MENYIBAK KASUS TAWURAN DI KALANGAN PESERTA DIDIK (SISWA)
SEBUAH TINJAUAN TEORI “FUNGSIONLISME STRUKTURAL”
MAKALAH
Oleh: Ilin Solehudin
Disampaikan Pada Kuliah Tatap Muka Teori Ilmu Sosial
(TIS) dengan Dosen Pengampu Bapak Prof. Dr. H. Mahmud, M.Si
A. Sekelumit Penomena Yang Terjadi
Tawuran antar pelajar intra
lembaga atau antar lembaga sudah lama dan sering terjadi. Perkelahian yang
melibatkan individu dengan individu kelompok dengan kelompok semacam ini terus
terjadi hingga dewasa ini. Dari beberapa peristiwa yang amat sangat memilukan
jika kita amati, kalangan manusia terdidik yang semestinya menjadi potret
bangsa mulai dari se-usia SD, SLTP, SLTA bahkan Perguruan tinggi sekalipun,
dewasa ini sering dipertontonkan dengan berbagai aktivitas-aktivitas “nya” yang
kurang bahkan sangat memilukan dan memalukan yaitu terlibat pada tindakan
kriminalitas dalam hal ini “tawuran antar pelajar/peserta didik /siswa”.
Tawuran yang kini
menjadi sajian hampir pada setiap berita yang ditayangkan berbagai media,
mempertontonkan mereka anak-anak bangsa yang ikut terjerat ramainya persaingan
yang amat dahsyat sampai-sampai lupa terhadap jati dirinya sebagai kaum
terdidik lebih tertarik pada tindakan yang kurang bahkan tidak sesuai dengan
nilai dan norma-norma yang berlaku. Hal ini terbukti dengan kenyataan yang
memperlihatkan kegembiraan mereka “siswa kalangan terdidik tersebut” ketika
ikut terlibat pada pertikaian yang tidak hanya melibatkan, otak, otot bahkan
sampai mengorbankan nyawa sekalipun. Sebagai salah satu contoh, belum begitu
lama dan mungkin masih teringat dengan ramainya pemberitaan yang ditayangkan
oleh media-media yang ada, terkait tawuran yang terjadi anatar siswa SMA di Jakarta
yang diakhiri dengan hilangnya nyawa salah satu siswa.
Melihat kondisi yang
terjadi sebagaimana diungkap diatas, maka penulis melihat terjadi ketidak
serasian antara yang seharusnya terjadi dengan fakta yang benar-benar terjadi.

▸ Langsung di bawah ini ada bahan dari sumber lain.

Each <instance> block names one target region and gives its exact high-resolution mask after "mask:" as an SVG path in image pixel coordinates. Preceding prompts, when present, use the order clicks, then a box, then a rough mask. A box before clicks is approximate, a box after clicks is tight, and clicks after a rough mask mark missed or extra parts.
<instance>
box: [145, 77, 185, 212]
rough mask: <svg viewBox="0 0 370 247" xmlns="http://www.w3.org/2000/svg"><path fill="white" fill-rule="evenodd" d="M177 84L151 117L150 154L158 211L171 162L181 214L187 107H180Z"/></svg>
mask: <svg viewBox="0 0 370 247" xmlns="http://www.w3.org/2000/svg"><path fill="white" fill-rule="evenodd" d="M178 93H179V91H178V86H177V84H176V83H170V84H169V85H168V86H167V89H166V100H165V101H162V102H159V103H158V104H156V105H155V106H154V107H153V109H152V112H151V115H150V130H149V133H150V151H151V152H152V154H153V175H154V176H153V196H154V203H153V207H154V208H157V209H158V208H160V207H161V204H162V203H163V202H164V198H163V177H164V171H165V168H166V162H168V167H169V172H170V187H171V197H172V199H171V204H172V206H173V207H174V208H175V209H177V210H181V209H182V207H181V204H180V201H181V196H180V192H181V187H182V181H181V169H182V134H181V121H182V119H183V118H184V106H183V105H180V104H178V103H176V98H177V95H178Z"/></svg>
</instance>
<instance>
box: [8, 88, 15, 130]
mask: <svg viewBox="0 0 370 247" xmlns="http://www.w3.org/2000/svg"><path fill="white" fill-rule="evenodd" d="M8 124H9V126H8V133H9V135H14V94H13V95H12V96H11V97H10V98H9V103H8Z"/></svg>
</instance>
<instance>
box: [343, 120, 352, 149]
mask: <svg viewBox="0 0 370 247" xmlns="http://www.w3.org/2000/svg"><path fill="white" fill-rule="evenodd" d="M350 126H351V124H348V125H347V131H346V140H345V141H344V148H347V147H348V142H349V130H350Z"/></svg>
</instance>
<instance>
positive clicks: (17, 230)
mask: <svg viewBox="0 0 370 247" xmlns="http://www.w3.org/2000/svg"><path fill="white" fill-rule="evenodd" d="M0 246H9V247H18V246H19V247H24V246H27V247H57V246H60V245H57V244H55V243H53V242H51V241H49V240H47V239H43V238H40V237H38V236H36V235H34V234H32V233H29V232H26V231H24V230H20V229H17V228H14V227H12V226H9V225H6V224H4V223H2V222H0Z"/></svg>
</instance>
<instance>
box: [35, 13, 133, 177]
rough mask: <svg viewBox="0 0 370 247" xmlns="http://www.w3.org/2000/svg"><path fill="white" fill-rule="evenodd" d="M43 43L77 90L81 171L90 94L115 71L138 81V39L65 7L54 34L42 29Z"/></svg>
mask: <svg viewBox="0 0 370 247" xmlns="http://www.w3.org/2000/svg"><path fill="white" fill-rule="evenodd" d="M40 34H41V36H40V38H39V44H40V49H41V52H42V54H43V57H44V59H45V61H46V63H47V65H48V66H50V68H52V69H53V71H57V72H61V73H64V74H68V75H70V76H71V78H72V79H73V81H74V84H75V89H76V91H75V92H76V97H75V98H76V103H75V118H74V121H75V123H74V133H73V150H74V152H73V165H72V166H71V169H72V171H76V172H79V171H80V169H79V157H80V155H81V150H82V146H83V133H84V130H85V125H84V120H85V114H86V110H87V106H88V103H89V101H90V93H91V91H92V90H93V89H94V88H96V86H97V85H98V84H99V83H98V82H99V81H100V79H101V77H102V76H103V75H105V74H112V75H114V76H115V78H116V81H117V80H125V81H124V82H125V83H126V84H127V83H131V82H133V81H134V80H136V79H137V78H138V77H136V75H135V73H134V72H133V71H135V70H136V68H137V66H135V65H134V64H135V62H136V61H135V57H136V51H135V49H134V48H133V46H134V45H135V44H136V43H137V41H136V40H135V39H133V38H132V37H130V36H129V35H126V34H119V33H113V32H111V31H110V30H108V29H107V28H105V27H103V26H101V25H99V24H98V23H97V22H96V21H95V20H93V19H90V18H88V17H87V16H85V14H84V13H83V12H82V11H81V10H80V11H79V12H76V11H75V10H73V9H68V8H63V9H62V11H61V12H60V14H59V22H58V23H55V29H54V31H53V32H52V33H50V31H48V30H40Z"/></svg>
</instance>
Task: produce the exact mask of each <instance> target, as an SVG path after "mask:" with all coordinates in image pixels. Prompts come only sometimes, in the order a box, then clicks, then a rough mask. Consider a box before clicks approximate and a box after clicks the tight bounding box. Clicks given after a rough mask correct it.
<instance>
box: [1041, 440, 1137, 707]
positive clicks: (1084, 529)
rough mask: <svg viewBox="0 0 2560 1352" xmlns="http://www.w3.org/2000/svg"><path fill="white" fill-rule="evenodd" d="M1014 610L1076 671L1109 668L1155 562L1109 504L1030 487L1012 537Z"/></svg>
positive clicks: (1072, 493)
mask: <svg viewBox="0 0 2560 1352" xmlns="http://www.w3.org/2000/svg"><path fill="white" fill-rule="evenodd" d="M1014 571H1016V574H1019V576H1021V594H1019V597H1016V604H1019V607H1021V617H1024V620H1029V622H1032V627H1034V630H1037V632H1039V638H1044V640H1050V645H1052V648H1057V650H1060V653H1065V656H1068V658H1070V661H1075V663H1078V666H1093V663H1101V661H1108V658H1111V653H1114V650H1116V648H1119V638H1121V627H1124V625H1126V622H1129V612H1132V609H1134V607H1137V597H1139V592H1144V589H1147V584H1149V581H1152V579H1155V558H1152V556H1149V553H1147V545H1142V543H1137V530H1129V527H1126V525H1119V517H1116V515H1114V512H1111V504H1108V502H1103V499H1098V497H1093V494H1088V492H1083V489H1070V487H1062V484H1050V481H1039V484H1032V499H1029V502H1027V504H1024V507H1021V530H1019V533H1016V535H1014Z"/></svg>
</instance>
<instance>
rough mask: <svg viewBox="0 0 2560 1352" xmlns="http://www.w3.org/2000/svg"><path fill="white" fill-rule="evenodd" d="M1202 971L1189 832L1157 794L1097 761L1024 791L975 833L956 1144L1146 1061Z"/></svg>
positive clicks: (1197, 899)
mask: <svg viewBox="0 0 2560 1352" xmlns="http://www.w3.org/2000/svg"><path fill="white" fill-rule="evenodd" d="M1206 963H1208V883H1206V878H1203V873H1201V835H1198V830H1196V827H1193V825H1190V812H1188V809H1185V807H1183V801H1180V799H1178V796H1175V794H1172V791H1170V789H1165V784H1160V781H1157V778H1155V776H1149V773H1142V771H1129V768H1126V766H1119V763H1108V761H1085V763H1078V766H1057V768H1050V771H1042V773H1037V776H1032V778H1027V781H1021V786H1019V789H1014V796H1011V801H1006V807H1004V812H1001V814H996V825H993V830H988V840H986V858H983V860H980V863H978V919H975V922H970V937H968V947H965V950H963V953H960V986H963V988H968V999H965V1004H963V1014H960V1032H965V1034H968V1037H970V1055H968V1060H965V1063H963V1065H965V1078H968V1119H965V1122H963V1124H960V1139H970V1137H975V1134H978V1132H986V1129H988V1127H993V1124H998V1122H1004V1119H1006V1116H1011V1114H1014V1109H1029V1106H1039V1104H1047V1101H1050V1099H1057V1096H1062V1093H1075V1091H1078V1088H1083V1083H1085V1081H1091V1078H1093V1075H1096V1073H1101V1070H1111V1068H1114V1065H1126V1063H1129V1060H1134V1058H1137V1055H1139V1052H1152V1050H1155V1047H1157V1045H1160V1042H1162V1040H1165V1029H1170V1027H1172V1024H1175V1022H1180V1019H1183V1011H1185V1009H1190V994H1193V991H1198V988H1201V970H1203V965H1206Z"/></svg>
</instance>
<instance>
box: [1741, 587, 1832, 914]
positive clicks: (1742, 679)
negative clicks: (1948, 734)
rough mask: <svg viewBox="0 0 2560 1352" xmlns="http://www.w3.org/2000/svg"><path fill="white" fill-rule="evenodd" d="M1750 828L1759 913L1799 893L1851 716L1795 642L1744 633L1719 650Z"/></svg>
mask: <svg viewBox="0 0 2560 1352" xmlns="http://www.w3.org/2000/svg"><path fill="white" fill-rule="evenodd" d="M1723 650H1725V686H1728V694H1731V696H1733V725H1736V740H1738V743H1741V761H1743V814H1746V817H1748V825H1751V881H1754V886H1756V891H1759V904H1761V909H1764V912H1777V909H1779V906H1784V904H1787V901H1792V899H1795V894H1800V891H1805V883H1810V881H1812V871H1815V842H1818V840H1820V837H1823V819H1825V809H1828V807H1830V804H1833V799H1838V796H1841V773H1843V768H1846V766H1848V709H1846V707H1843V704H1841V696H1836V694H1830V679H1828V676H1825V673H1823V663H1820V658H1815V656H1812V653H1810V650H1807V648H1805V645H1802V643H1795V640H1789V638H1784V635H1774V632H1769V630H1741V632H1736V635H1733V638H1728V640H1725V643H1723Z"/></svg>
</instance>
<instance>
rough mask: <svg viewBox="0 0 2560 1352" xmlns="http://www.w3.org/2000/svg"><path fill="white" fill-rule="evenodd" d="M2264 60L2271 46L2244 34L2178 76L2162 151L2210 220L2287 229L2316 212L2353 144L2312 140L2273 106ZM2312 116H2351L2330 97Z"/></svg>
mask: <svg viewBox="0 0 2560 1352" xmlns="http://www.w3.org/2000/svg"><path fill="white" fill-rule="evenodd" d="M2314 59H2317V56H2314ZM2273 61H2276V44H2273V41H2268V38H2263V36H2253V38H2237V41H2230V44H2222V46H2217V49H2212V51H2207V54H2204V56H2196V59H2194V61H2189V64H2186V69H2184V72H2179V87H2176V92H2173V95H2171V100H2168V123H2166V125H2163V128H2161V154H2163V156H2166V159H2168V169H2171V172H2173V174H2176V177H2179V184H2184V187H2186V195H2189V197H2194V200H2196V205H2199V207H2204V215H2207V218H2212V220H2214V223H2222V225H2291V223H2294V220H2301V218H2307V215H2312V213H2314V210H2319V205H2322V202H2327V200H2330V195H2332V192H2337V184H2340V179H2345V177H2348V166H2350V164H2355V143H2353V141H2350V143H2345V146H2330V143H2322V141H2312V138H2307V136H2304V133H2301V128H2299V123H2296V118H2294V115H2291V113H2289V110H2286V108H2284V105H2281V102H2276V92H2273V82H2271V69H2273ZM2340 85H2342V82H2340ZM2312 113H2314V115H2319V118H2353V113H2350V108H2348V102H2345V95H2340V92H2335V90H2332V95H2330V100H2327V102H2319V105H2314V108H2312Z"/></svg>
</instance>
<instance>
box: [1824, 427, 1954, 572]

Kalau kita melihat siswa-siswa sebagai kaum terdidik dari lembaga pendidikan,
maka jelas sesuai dengan salah satu pengertian pendidikan ialah “usaha
memanusiakan manusia”. Tentunya out put yang dihasilkanpun mesti menjadi
manusia. Dalam hal ini manusia yang dimaksud setidaknya memiliki tiga syarat. Pertama,
memiliki kemampuan dalam mengendalikan diri. Kedua, cinta tanah air,
dan. Ketiga, berpengetahuan[1].
Dari tiga syarat manusia
yang disodorkan tersebut, satu yang akan penulis amati. Siswa sebagai kaum
terdidik harus memiliki kemampuan mengendalikan diri. Jika diinternalisasikan
dengan kejadian yang disampaikan diatas, maka terdapat masalah dimana sejauh
ini masih banyak terdapat siswa yang belum menjadi manusia karena belum mampu mengendalikan dirinya.
Kondisi atau fakta yang
terjadi tersebut diatas, jika dilihat dari kacamata sosiologi sangat menarik
untuk diamati, diteliti bahkan diobati. Mengapa di obati? Karena salah satu tujuan
dari ilmu sosiologi ialah menciptakan kondusifitas (masyarakat yang aman). Sosiologi sebagai ilmu sosial yang mempelajari
berbagai hal mengenai peristiwa sosial (kehidupan masyarakat), dengan begitu
banyak dan beragamnya objek kajian (ruang lingkup) sosiologi seperti
halnya, struktur sosial, realitas
sosial, dan masalah sosial. Karena peristiwa yang sedang dibahas ialah
mengenai tawuran antar pelajar (siswa), sedangkan siswa merupakan bagian dari
masyarakat. Maka penulis akan mencoba mengamati, meneliti, dan mengkaji masalah
ini dengan menggunakan pendekatan teori “Fungsionalisme Struktural”. Dimana teori ini “memandang
masyarakat sebagai suatu jaringan institusi-institusi sehingga perubahan dalam
suatu institusi menyebabkan perubahan pada institusi lain”.[2]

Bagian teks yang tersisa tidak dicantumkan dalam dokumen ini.